Um das in der Einleitung beschriebene Ziel zu erreichen, ist Ihre aktive Hilfe nötig. Wir sind dankbar für jeden Hinweis, der in das zumeist sehr dunkle Bild der damaligen Zeit mehr Licht bringt:
Auf diese und unzählige andere Fragen zur Kriegs- und Nachkriegszeit gibt es viele, gerade für die später Geborenen interessante, aufzubewahrende Antworten.
Sie können uns in unterschiedlicher Form helfen:
Wichtig ist in beiden Fällen: Schreiben oder erzählen Sie uns bitte möglichst nur das persönlich Erlebte oder glaubhaft Verbürgte, auch Daten, Orte und Namen. Vielleicht verfügen Sie auch über Fotos oder andere Erinnerungsstücke, anhand derer sich zusätzliche Infomationen sammeln lassen.
Ergebnis Ihrer Mithilfe könnte sein,
Wenn Sie uns Ihre Erinnerungen schriftlich mitteilen möchten, schreiben Sie bitte an die nachfolgende Adresse. Wenn Sie mit uns reden möchten oder Fotos zeigen können, empfehlen wir ebenfalls eine schriftliche Kontaktaufnahme (einfache Postkarte), wir melden uns dann bei Ihnen, um einen Termin zu verabreden.
Vielen Dank!
Berliner Museum GbR
Fahrgastzentrum
Straße der Pariser Kommune 12
10243 Berlin (Friedrichshain)
Der 2. Weltkrieg brachte erhebliche Veränderungen die Berliner S-Bahn mit sich. Zunächst begannen sofort die Verdunkelungsmaßnahmen, d.h. die schrittweise Abschaffung nahezu sämtlicher Beleuchtung an den Zügen und auf den Bahnhöfen, allenfalls erfolgte ein "Ersatz" durch mattes blaues Licht. Leuchtfarbe an den Dachstützen und Gebäudeecken, die abgedunkelten Scheinwerfer an den Fahrzeugen, die Schutzhügel an den Wagenenden (gegen Stürze in die Wagenzwischenräume bei Verdunkelung) oder die (schlecht) beleuchteten Stationsschilder ermöglichen heute eine leichte Zuordnung älterer Fotos in die Kriegszeit. Ferner wurden auf den Bahnsteigen als Reaktion auf die ab Mitte 1943 verstärkt einsetzenden Bombenangriffe auf Berlin Splitterschutzbunker für das Personal gebaut - einzelne sind bis heute erhalten.

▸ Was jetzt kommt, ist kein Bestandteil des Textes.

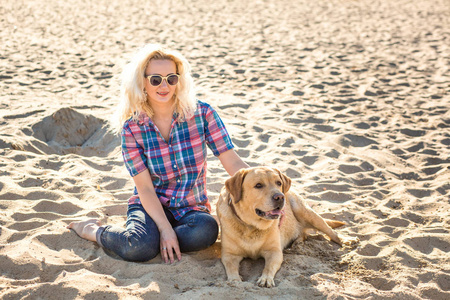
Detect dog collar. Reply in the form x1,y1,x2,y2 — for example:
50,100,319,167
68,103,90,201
228,197,244,223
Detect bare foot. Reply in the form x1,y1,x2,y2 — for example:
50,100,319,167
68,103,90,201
66,219,100,242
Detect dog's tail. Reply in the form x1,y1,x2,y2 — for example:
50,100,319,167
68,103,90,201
325,219,347,228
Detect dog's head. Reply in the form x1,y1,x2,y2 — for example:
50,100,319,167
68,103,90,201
225,167,291,229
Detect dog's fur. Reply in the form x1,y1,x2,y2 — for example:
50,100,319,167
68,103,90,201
217,167,358,287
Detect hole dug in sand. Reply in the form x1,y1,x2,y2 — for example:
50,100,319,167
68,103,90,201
31,107,120,156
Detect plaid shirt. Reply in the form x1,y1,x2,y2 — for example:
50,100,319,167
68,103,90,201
121,101,234,220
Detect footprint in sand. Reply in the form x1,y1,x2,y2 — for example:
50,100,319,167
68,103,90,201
31,107,120,156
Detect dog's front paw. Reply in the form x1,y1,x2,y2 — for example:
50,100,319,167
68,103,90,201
339,235,359,247
256,275,275,287
227,275,242,286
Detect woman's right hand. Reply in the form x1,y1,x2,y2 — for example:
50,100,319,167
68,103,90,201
159,226,181,263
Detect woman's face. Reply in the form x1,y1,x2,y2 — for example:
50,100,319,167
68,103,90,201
145,59,177,105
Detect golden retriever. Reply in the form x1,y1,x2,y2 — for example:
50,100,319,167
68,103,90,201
217,167,358,287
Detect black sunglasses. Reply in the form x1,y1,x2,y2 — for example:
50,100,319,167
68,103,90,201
145,74,180,86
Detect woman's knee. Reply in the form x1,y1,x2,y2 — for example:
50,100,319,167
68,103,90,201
120,235,159,262
175,213,219,252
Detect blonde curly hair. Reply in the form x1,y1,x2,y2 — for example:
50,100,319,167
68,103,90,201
112,44,196,133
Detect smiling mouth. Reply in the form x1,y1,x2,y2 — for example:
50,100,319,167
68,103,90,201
255,207,283,220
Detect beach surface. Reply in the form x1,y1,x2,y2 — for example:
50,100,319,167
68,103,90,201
0,0,450,300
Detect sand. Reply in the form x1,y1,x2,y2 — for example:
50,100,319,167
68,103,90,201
0,0,450,299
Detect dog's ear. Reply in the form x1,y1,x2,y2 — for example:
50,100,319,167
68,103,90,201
275,169,291,194
225,169,248,203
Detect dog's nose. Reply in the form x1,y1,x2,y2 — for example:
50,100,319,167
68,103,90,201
272,193,284,203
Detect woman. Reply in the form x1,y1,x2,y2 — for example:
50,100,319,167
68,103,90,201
67,44,248,263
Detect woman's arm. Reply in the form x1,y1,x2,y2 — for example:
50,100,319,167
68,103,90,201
133,170,181,263
219,149,249,176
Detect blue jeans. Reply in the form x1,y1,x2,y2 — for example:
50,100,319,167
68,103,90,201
97,204,219,262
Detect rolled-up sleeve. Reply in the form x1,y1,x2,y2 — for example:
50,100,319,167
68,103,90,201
121,125,147,177
205,105,234,156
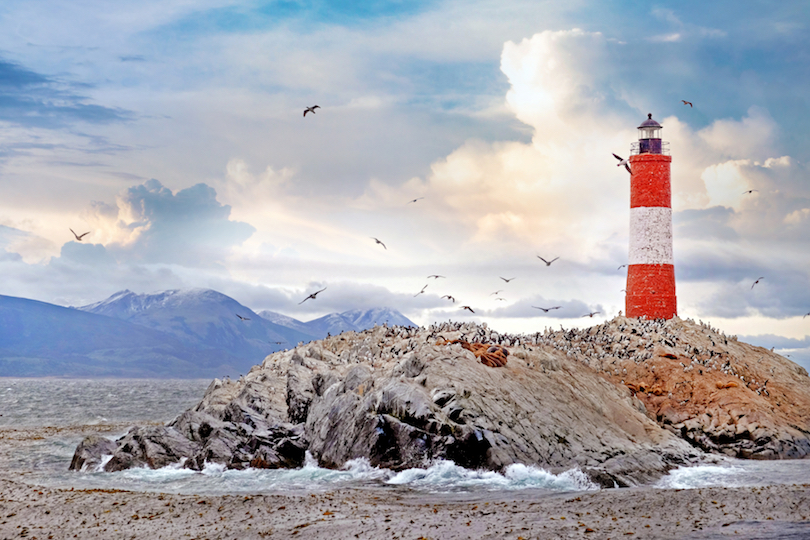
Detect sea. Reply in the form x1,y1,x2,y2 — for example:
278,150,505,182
0,378,810,495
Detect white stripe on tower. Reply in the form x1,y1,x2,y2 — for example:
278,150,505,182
629,206,674,264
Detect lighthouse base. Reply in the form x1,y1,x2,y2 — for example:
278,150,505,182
625,264,678,319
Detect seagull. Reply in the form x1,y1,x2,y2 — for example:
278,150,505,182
613,154,633,174
68,227,90,242
298,287,326,306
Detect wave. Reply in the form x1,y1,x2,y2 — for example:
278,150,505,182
64,454,598,495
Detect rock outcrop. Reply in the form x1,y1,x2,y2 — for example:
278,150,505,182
71,318,810,487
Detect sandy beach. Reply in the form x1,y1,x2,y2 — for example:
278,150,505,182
0,424,810,540
0,474,810,539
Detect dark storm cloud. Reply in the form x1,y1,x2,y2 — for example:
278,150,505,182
105,179,256,266
0,59,132,129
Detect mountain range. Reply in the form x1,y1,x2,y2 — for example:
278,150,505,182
0,289,416,378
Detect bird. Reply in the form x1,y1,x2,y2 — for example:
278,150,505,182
298,287,326,306
68,227,90,242
613,154,633,174
532,306,562,313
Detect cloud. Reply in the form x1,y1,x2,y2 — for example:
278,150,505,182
0,59,132,129
84,179,256,266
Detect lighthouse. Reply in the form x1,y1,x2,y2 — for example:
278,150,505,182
625,114,678,319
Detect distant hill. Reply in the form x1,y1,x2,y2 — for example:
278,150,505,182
0,296,238,377
0,289,415,378
79,289,315,360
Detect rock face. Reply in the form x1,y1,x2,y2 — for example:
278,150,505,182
71,318,810,487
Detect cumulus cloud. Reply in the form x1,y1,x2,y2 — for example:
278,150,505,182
84,179,255,266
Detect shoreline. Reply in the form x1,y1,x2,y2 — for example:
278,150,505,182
0,480,810,540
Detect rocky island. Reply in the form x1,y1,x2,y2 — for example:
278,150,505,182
70,317,810,487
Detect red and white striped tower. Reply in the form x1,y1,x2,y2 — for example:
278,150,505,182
625,114,678,319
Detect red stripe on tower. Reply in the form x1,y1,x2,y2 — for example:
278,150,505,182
625,114,678,319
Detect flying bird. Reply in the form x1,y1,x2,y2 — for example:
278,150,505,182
68,227,90,242
298,287,326,306
613,154,633,174
532,306,562,313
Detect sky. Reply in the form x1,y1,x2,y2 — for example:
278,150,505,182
0,0,810,366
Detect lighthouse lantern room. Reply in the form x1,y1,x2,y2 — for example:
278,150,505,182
625,114,677,319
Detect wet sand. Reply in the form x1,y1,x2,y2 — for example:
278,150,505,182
0,480,810,540
0,425,810,540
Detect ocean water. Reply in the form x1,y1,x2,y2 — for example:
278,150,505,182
0,379,810,494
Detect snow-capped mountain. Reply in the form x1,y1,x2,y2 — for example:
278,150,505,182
79,289,314,365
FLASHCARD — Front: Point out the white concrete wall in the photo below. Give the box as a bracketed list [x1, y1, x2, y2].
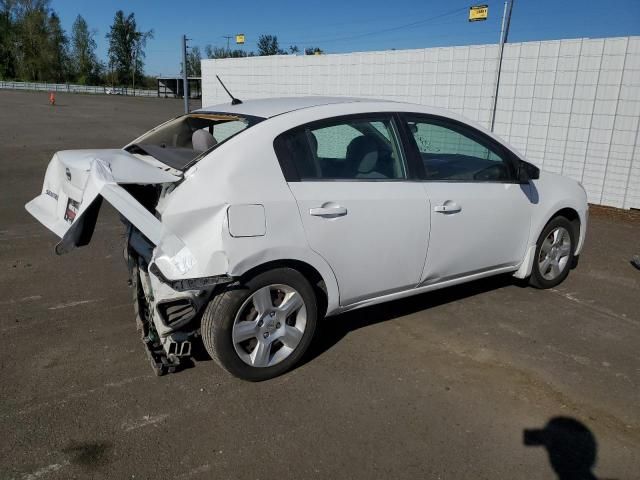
[202, 37, 640, 208]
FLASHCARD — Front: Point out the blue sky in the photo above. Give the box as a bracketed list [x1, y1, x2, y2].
[51, 0, 640, 75]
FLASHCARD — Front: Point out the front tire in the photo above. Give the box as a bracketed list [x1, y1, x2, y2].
[530, 216, 576, 288]
[201, 268, 318, 382]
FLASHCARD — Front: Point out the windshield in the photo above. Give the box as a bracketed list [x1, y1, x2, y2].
[126, 112, 264, 171]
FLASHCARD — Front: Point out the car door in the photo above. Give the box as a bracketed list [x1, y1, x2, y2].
[403, 114, 532, 285]
[274, 114, 429, 306]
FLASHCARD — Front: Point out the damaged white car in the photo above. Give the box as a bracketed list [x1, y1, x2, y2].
[26, 97, 588, 380]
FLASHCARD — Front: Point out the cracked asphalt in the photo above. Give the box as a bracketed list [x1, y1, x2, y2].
[0, 91, 640, 479]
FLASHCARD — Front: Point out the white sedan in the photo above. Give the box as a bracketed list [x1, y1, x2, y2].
[26, 97, 588, 380]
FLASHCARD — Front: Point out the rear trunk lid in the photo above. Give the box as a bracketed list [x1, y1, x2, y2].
[25, 149, 182, 254]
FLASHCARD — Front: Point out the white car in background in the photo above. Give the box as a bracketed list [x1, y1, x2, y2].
[26, 97, 588, 380]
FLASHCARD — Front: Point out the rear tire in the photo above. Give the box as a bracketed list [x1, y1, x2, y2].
[201, 268, 318, 382]
[529, 216, 576, 288]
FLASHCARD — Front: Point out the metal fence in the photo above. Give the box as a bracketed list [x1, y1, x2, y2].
[202, 36, 640, 208]
[0, 81, 158, 97]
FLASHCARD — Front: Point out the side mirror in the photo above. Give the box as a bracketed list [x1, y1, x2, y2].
[518, 160, 540, 182]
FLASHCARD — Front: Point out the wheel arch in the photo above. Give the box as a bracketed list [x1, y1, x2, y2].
[538, 207, 581, 247]
[230, 252, 340, 318]
[241, 259, 329, 318]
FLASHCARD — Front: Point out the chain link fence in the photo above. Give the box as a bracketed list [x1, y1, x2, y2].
[0, 81, 158, 97]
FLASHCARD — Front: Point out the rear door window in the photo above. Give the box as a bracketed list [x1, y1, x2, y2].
[407, 116, 514, 182]
[274, 116, 407, 181]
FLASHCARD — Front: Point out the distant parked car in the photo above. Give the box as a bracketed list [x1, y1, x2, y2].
[26, 97, 588, 380]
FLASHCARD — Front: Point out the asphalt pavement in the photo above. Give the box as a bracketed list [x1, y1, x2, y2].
[0, 90, 640, 480]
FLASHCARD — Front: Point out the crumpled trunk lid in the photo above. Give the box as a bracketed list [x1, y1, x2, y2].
[25, 149, 182, 254]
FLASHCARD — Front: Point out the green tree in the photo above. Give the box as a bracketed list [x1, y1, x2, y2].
[15, 0, 50, 81]
[45, 12, 70, 82]
[71, 15, 100, 85]
[187, 47, 202, 77]
[258, 35, 286, 56]
[106, 10, 153, 85]
[0, 0, 17, 80]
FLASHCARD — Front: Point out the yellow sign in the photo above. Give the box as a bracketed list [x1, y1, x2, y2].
[469, 5, 489, 22]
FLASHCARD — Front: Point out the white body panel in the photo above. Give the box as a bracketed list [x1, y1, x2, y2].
[421, 182, 532, 284]
[289, 181, 429, 306]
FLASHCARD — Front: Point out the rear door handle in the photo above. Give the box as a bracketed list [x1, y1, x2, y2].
[309, 205, 347, 218]
[433, 202, 462, 213]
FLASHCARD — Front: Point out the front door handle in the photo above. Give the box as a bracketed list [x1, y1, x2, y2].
[433, 202, 462, 213]
[309, 205, 347, 218]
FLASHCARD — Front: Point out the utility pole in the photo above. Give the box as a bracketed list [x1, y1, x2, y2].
[182, 35, 189, 114]
[222, 35, 233, 55]
[491, 0, 514, 132]
[133, 47, 138, 97]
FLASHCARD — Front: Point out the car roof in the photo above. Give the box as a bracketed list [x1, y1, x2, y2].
[196, 96, 390, 118]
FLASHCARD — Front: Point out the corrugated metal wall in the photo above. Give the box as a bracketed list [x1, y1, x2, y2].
[202, 37, 640, 208]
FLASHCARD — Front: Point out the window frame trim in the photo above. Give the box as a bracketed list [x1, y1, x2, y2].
[273, 111, 422, 183]
[398, 111, 529, 185]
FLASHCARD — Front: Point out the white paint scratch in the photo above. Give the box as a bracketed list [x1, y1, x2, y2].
[122, 413, 169, 432]
[49, 300, 98, 310]
[0, 295, 42, 305]
[22, 461, 69, 480]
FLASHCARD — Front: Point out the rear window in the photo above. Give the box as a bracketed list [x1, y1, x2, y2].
[127, 112, 264, 170]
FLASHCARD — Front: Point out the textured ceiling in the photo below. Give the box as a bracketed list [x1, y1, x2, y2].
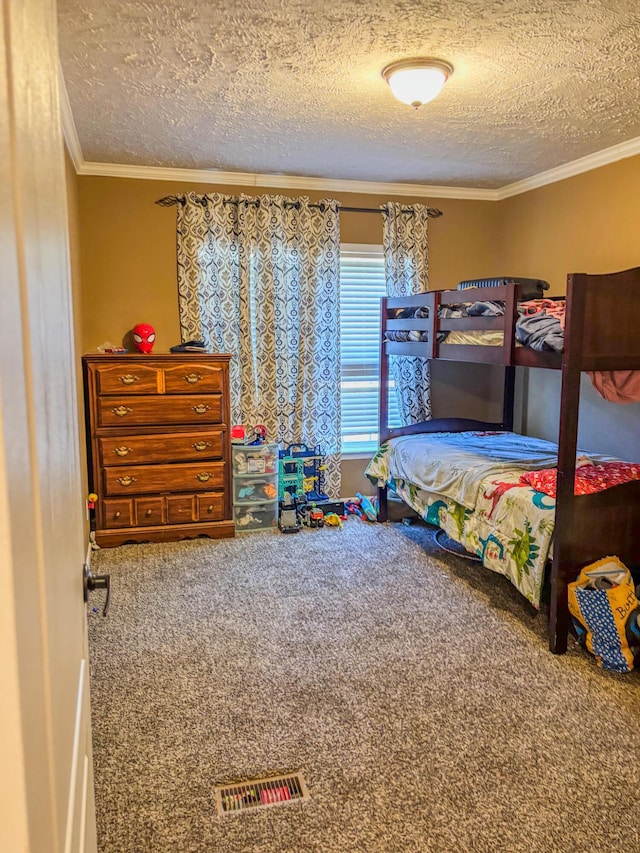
[58, 0, 640, 188]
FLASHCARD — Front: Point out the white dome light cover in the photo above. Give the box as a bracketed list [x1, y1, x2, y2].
[382, 58, 453, 109]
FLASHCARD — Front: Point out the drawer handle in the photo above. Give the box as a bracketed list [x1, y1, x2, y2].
[113, 444, 133, 456]
[111, 406, 133, 418]
[116, 474, 138, 486]
[118, 373, 140, 385]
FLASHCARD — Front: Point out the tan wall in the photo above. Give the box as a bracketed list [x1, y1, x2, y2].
[78, 176, 499, 352]
[499, 157, 640, 461]
[65, 148, 90, 532]
[78, 177, 500, 497]
[72, 157, 640, 486]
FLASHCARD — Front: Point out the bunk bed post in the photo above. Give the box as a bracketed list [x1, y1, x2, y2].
[378, 297, 389, 522]
[549, 274, 586, 654]
[502, 365, 516, 432]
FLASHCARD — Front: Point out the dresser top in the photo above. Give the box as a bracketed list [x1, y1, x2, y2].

Für Fremdarbeiter, für durchreisende Soldaten oder für in der Reichshauptstadt Arbeitende aus der "Provinz" - sprich: für alle Ortsunkundigen wurden an die Fahrzeugdecken große Übersichtspläne des S-Bahn-Netzes gemalt. Das komplizierte Tarifsystem mit 28 Preisstufen wurde im Oktober 1944 durch einen stark vereinfachten Zonentarif mit 8 Stufen abgelöst. Dieser "Kriegseinheitstarif" galt - mit Modifikationen in Berlin (Ost) bis zum Jahre 1990 weiter!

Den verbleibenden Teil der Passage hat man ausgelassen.